Si le Laos devait s’identifier à un instrument de musique, ça serait le khène. De par son histoire, ses caractéristiques instrumentales et par son rôle dans la société laotienne, cet orgue à bouche est très populaire dans le pays du million d’éléphants.
Les origines laotiennes du khène
L’histoire du khène est très ancienne, remontant potentiellement à l’âge du bronze. Il fait partie d’une grande famille d’instruments d’Asie du Sud-Est, les orgues à bouche à anche libre. Si le khène est visiblement apparenté au sho japonais mais surtout au cheng chinois – khène et cheng – sont par ailleurs phonétiquement identiques, le cheng chinois diffère du khène par sa forme, étant circulaire au lieu d’être rectangulaire.
Son invention est liée à deux légendes, les plus connues étant celles de la légende laotienne de l’oiseau, où une veuve laotienne ne supportant plus sa solitude, mais envoûtée et apaisée par le chant d’un oiseau reproduit un instrument pour imiter son son.
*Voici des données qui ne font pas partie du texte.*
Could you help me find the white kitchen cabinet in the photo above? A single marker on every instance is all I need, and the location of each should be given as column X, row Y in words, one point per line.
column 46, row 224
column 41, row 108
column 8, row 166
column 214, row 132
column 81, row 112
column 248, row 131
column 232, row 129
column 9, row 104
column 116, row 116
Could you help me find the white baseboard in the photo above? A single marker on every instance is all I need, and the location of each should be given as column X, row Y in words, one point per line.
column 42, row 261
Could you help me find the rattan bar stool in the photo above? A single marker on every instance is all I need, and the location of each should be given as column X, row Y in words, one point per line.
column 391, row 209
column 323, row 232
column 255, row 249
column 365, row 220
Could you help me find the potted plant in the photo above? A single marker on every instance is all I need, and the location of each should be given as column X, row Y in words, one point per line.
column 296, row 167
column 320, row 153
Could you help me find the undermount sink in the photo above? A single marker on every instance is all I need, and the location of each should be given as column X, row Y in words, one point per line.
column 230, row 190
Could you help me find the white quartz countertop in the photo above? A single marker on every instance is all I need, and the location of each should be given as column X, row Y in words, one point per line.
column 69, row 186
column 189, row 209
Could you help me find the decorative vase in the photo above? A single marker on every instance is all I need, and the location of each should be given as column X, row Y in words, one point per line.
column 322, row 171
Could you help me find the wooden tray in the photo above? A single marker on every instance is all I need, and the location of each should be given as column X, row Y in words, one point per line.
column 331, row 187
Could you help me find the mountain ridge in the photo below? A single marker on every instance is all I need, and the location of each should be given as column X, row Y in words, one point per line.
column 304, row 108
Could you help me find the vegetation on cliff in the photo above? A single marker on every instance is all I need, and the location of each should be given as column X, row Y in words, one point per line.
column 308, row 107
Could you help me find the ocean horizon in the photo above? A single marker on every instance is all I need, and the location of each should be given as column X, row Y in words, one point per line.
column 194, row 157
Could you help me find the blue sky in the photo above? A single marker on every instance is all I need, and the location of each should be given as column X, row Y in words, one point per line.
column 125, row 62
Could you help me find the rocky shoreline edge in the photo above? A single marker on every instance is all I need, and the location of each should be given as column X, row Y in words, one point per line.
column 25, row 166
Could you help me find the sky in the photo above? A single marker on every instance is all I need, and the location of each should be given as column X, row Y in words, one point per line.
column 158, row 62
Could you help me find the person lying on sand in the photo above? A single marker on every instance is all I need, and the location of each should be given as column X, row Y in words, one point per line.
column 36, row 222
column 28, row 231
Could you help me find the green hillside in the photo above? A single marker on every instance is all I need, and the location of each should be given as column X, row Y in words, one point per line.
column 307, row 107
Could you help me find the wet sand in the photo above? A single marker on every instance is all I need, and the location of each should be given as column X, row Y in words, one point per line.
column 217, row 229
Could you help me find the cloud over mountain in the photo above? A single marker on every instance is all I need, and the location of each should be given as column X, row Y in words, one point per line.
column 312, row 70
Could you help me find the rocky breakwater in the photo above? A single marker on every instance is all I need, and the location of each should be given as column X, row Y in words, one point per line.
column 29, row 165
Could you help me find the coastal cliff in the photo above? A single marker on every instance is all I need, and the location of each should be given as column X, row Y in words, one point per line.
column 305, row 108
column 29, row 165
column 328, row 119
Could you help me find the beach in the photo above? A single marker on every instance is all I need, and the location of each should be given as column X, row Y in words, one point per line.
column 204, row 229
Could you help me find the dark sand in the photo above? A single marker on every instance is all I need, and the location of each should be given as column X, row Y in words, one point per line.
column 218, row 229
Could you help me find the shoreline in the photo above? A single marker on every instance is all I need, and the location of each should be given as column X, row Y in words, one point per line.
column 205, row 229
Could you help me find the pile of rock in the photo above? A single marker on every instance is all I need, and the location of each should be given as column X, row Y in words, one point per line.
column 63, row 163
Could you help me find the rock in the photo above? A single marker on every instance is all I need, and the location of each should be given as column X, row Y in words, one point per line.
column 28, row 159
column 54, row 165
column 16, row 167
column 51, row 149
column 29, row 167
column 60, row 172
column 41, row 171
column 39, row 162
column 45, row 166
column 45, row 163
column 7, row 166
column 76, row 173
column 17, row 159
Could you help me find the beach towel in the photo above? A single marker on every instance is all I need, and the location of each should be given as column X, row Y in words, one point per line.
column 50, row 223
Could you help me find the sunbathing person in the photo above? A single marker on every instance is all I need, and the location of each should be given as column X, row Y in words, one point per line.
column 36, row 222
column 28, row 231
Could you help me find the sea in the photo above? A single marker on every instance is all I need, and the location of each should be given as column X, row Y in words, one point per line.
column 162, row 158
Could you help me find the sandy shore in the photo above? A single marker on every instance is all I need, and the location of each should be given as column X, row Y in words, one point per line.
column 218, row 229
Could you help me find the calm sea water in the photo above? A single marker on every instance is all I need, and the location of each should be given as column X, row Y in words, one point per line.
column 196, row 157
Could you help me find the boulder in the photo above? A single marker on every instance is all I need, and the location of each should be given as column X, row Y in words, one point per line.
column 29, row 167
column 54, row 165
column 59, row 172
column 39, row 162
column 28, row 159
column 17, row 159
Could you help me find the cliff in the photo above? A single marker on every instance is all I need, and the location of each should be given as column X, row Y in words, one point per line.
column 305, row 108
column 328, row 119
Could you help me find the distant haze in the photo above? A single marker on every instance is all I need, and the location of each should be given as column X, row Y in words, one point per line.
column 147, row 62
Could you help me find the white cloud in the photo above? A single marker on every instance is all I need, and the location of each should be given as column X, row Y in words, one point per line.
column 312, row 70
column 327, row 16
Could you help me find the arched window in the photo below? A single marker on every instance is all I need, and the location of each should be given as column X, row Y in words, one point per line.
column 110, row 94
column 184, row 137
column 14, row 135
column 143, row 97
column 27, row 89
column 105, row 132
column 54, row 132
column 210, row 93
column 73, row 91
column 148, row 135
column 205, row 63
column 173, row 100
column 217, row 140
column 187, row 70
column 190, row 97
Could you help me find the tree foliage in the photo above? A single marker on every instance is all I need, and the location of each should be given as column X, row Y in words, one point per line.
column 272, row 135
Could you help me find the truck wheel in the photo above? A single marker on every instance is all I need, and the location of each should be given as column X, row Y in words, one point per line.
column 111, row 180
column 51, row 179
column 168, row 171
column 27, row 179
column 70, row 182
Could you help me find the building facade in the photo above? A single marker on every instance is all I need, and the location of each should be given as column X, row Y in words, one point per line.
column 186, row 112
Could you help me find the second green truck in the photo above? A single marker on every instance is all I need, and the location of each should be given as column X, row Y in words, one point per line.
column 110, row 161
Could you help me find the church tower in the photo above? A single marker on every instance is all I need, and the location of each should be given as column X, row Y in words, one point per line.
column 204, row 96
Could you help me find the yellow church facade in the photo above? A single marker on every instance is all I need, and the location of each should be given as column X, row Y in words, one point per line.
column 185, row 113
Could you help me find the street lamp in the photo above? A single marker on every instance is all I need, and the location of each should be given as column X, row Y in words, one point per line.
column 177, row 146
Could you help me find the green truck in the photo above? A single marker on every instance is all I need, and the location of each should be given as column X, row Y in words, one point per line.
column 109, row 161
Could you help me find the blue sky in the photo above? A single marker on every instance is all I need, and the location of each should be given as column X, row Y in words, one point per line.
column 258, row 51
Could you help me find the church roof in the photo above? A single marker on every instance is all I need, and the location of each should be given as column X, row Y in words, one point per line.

Un roi serait tombé sous son charme en entendant sa musique. Le nom “khène” viendrait de la phrase que ce roi lui aurait prononcé : “Gnanh khène” signifiant “trop agréable à écouter”.
Une seconde légende, issue du peuple hmông, raconte l’histoire d’une fratrie de six personnes endeuillées par la mort de leurs parents, décide de sceller leur union et de chanter d’une seule voix, via cet instrument dont les tuyaux de bambous sont indissociables.
Selon certains chercheurs en ethnomusicologie, cet ancrage historique voire légendaire et l’absence d’autres influences musicales dans le pays permettent d’affirmer que le khène est un instrument autochtone du Laos.

Des mo-khen, musiciens de khène au début du 20ème siècle. Source : Getty.
La musicalité apaisante et énergique du khène
Le khène est un petit orgue à bouche fait de deux rangs de tuyaux de bambou, au nombre de huit de chaque côté et insérés dans une chambre de bois dur dans lequel souffle le musicien. C’est par un jeu d’obstruction des trous de jeu latéral dans chaque flûte, qui permet de créer une pression d’air faisant vibrer l’anche libre ou d’en interrompre le son. Les khènes sont de diverses tailles, graves ou aigus ; certains peuvent mesurer jusqu’à 3m de longueur. C’est un instrument essentiellement polyphonique, découlant d’une recherche d’épaisseur sonore, puisqu’on peut obturer plusieurs trous de jeu à la fois. Il se joue souvent seul, que par des hommes mais sert aussi pour accompagner le chant (ancestralement pratiqué par les femmes) ou en orchestre (molam au Laos).
À noter que si l’invention de l’anche libre est liée à celle du khène, c’est après avoir étudié un cheng chinois à Saint-Pétersbourg qu’un physicien danois suggéra l’introduction de l’anche libre dans l’orgue et cette découverte fut suivie aux 18ème et 19ème siècles de l’invention de l’harmonium, de l’accordéon et de l’harmonica à bouche.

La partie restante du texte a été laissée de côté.